In 2014/5 Ambulance Trusts were forced to look overseas to fill vacancies for paramedics. Only one was recruited from outside the UK in 2013-4 but 183 had been recruited since April 2014. Of these 175 were recruited by the London Ambulance Service from Australia. Across England, ambulance services reported that 1,382 of 15,887 posts were vacant – a rate of 9%.
Other roles within the NHS Ambulance Services include Ambulance Nurse (presently only employed by South Central Ambulance Service and identical in role to Paramedic, allowing interchangeability), Emergency Care Practitioner and similar Specialist Paramedic/Nurse roles with a focus on admission avoidance, and a broad range of support staff.

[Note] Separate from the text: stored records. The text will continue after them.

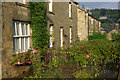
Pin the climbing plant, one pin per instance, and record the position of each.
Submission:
(40, 34)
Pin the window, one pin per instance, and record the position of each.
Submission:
(51, 36)
(70, 9)
(70, 34)
(61, 36)
(50, 6)
(22, 1)
(21, 36)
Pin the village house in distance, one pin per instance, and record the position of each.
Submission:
(66, 24)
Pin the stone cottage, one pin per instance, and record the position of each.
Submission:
(14, 35)
(62, 23)
(82, 23)
(86, 23)
(94, 25)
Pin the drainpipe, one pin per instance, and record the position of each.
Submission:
(1, 40)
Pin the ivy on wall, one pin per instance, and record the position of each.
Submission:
(40, 34)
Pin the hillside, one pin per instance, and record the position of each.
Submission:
(111, 14)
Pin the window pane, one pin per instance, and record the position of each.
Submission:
(26, 43)
(22, 44)
(13, 28)
(26, 27)
(17, 26)
(23, 29)
(50, 6)
(15, 44)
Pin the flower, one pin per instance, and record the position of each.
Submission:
(19, 60)
(29, 62)
(87, 56)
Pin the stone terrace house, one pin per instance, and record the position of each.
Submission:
(82, 23)
(15, 35)
(62, 23)
(94, 25)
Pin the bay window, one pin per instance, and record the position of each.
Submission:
(21, 36)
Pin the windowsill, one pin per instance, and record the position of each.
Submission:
(21, 4)
(51, 13)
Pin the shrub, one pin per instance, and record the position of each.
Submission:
(115, 37)
(93, 54)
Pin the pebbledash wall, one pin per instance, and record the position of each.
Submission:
(12, 11)
(59, 19)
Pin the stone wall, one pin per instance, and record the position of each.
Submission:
(94, 25)
(11, 11)
(60, 18)
(82, 21)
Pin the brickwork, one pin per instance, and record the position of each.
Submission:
(60, 18)
(11, 11)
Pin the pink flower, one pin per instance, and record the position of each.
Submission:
(19, 60)
(29, 62)
(87, 56)
(30, 48)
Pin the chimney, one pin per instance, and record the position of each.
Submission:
(83, 8)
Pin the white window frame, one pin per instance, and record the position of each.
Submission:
(70, 9)
(51, 36)
(61, 36)
(51, 6)
(20, 36)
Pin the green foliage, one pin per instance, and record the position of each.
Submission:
(41, 68)
(97, 35)
(40, 34)
(116, 37)
(100, 52)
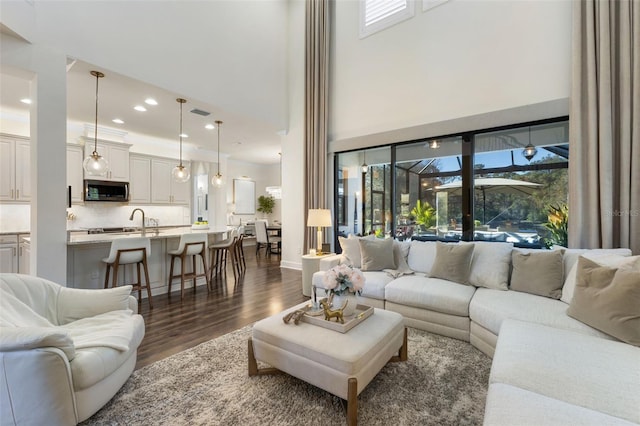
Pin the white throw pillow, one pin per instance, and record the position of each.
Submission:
(490, 265)
(422, 254)
(351, 249)
(601, 257)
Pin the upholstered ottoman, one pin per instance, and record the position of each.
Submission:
(340, 363)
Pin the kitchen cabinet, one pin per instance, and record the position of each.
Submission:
(24, 255)
(9, 253)
(75, 157)
(164, 190)
(140, 184)
(15, 168)
(116, 154)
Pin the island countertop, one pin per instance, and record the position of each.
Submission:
(152, 233)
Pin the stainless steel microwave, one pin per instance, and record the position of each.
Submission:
(103, 190)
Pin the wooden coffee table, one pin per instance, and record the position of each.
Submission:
(342, 364)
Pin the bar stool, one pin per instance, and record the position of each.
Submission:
(190, 245)
(127, 251)
(240, 262)
(220, 254)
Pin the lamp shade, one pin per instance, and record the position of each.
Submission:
(319, 217)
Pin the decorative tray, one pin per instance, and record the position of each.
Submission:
(362, 312)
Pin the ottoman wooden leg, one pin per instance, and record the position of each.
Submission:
(403, 352)
(253, 364)
(352, 402)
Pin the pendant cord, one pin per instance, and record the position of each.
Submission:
(180, 135)
(95, 129)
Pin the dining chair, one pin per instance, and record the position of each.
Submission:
(263, 239)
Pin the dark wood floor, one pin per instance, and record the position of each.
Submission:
(174, 325)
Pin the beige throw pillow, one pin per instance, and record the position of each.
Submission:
(377, 254)
(608, 299)
(490, 265)
(453, 262)
(537, 273)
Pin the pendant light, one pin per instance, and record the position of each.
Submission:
(95, 164)
(276, 191)
(529, 151)
(180, 172)
(217, 179)
(364, 167)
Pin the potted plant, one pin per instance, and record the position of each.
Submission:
(424, 215)
(266, 204)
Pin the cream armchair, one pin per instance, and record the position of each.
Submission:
(64, 352)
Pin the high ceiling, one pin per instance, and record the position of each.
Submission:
(240, 80)
(240, 138)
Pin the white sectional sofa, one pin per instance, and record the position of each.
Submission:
(505, 285)
(64, 352)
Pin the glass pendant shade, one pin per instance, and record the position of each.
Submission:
(217, 180)
(180, 173)
(529, 152)
(95, 165)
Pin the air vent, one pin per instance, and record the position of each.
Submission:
(200, 112)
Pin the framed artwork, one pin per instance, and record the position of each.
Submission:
(244, 196)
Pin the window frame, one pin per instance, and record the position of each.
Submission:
(399, 16)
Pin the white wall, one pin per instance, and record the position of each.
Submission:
(460, 59)
(231, 54)
(263, 176)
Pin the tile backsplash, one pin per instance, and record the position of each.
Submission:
(103, 215)
(16, 217)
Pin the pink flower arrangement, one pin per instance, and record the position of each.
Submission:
(342, 279)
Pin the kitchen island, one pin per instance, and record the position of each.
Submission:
(85, 252)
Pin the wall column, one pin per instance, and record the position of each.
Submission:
(49, 166)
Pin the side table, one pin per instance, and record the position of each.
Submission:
(310, 265)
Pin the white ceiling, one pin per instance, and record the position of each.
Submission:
(225, 57)
(241, 138)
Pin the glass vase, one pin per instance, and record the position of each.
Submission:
(350, 308)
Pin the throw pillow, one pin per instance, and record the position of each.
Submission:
(571, 256)
(377, 254)
(422, 254)
(490, 265)
(608, 299)
(453, 262)
(400, 254)
(603, 257)
(350, 250)
(537, 273)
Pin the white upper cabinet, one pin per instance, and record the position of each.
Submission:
(164, 190)
(140, 184)
(15, 169)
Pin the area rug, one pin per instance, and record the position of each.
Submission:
(443, 382)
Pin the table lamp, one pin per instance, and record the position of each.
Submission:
(320, 218)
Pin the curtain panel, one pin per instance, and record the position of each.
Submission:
(604, 171)
(316, 104)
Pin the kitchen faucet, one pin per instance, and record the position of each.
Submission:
(143, 221)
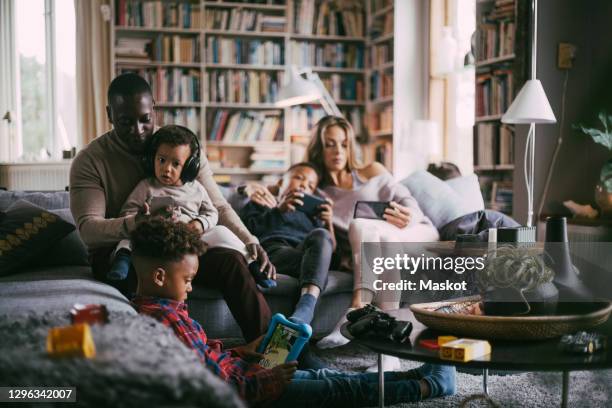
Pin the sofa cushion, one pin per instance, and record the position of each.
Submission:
(27, 232)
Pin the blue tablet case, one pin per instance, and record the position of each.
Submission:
(301, 335)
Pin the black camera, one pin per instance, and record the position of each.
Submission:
(370, 320)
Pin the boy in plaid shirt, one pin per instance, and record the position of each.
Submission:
(165, 256)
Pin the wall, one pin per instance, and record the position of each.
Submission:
(589, 26)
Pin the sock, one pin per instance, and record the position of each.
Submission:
(335, 338)
(121, 265)
(304, 310)
(441, 379)
(390, 363)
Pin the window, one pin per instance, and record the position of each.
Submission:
(44, 40)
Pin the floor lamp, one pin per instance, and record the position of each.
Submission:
(531, 107)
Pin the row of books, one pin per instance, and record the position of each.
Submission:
(244, 126)
(345, 87)
(268, 158)
(381, 85)
(324, 17)
(382, 120)
(243, 87)
(494, 92)
(494, 144)
(189, 118)
(164, 48)
(244, 51)
(495, 39)
(157, 13)
(173, 84)
(381, 54)
(238, 19)
(338, 55)
(302, 119)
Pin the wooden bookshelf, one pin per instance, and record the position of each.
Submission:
(192, 23)
(501, 63)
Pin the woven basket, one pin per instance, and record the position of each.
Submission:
(508, 327)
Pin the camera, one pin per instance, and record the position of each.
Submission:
(369, 320)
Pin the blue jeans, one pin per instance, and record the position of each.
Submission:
(309, 261)
(331, 388)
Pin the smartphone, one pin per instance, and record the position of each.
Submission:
(158, 204)
(311, 204)
(373, 210)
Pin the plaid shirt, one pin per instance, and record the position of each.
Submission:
(254, 383)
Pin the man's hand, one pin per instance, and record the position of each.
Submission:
(290, 201)
(397, 215)
(327, 213)
(258, 253)
(285, 371)
(259, 194)
(248, 352)
(196, 226)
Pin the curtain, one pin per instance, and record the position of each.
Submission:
(10, 145)
(93, 67)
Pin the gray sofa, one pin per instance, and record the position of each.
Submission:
(59, 287)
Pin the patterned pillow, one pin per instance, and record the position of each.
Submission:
(27, 232)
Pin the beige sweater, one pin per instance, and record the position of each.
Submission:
(103, 175)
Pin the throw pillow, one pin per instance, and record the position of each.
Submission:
(70, 250)
(468, 188)
(26, 232)
(438, 200)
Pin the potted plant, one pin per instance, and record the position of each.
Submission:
(603, 189)
(516, 281)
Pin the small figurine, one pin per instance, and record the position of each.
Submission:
(91, 314)
(71, 341)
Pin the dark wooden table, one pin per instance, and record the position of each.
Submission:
(506, 355)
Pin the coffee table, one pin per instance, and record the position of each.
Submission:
(506, 355)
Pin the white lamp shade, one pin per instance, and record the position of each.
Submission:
(297, 91)
(530, 106)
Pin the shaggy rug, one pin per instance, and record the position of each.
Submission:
(587, 388)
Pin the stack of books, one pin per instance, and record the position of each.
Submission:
(245, 126)
(243, 87)
(244, 51)
(268, 158)
(323, 17)
(338, 55)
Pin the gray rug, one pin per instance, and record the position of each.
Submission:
(587, 388)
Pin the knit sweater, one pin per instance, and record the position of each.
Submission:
(103, 175)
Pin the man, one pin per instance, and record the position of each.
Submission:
(105, 172)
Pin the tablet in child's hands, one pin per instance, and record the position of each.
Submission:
(283, 342)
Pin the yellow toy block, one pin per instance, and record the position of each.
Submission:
(445, 339)
(464, 349)
(71, 341)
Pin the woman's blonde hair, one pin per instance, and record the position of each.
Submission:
(314, 152)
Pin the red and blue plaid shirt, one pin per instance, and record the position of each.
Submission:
(253, 382)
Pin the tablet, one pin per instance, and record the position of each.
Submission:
(283, 342)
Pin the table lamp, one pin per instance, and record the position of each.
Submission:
(531, 107)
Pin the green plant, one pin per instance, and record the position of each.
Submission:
(604, 138)
(518, 268)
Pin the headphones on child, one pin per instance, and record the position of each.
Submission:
(191, 168)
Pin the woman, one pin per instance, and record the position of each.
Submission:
(332, 151)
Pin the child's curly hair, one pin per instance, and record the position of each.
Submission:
(165, 240)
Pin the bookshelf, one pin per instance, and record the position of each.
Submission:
(216, 67)
(501, 64)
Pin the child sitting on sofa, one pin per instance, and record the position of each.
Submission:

The British Association for Immediate Care coordinates voluntary schemes, and individual medical and allied health professionals, providing immediate care throughout the UK. BASICS doctors, nurses or paramedics may assist NHS paramedics at the scenes of serious accidents or be on-hand at major sporting events. All professionals volunteer their time, but doctors must have undergone additional training to support their working-environment.
Across the British Isles, a network of volunteer Blood Bikes charity groups provide motorcycle courier services for blood, tissue and organs which require transport to, or between, hospitals. Some are equipped with blue lights and sirens which can be used when transporting urgent blood or human tissue for transplant. Groups are largely independent, and operate in collaboration with their local healthcare providers. Many are represented through the Nationwide Association of Blood Bikes (NABB).
Community first responders
Volunteer community first responders (CFRs) are now common place resources for NHS Ambulance Service. CFRs are members of the public who have received training to answer ambulance 999 calls, and respond immediately within their local area, during their own time. The schemes originated to provide defibrillation in rural and remote areas, where ambulances could not quickly respond, although they are now present in both rural and urban areas.
CFRs are often operated by a local group, in partnership with the regional NHS ambulance trust, and carry a defibrillator and oxygen, along with other equipment as decided by the clinical governance arrangements. Some schemes have their own vehicles and actively fundraise to support their schemes.
Fire Service Responders
In more rural areas where ambulance responses can take longer, fire personnel have been trained in basic first aid and pain management. They are trained in CPR, use of an AED, oxygen and entonox. They normally take a call from the ambulance Emergency Operations Centre and respond in a car fitted with blue lights, sirens and ambulance / fire service livery. This service is normally staffed by retained firefighters.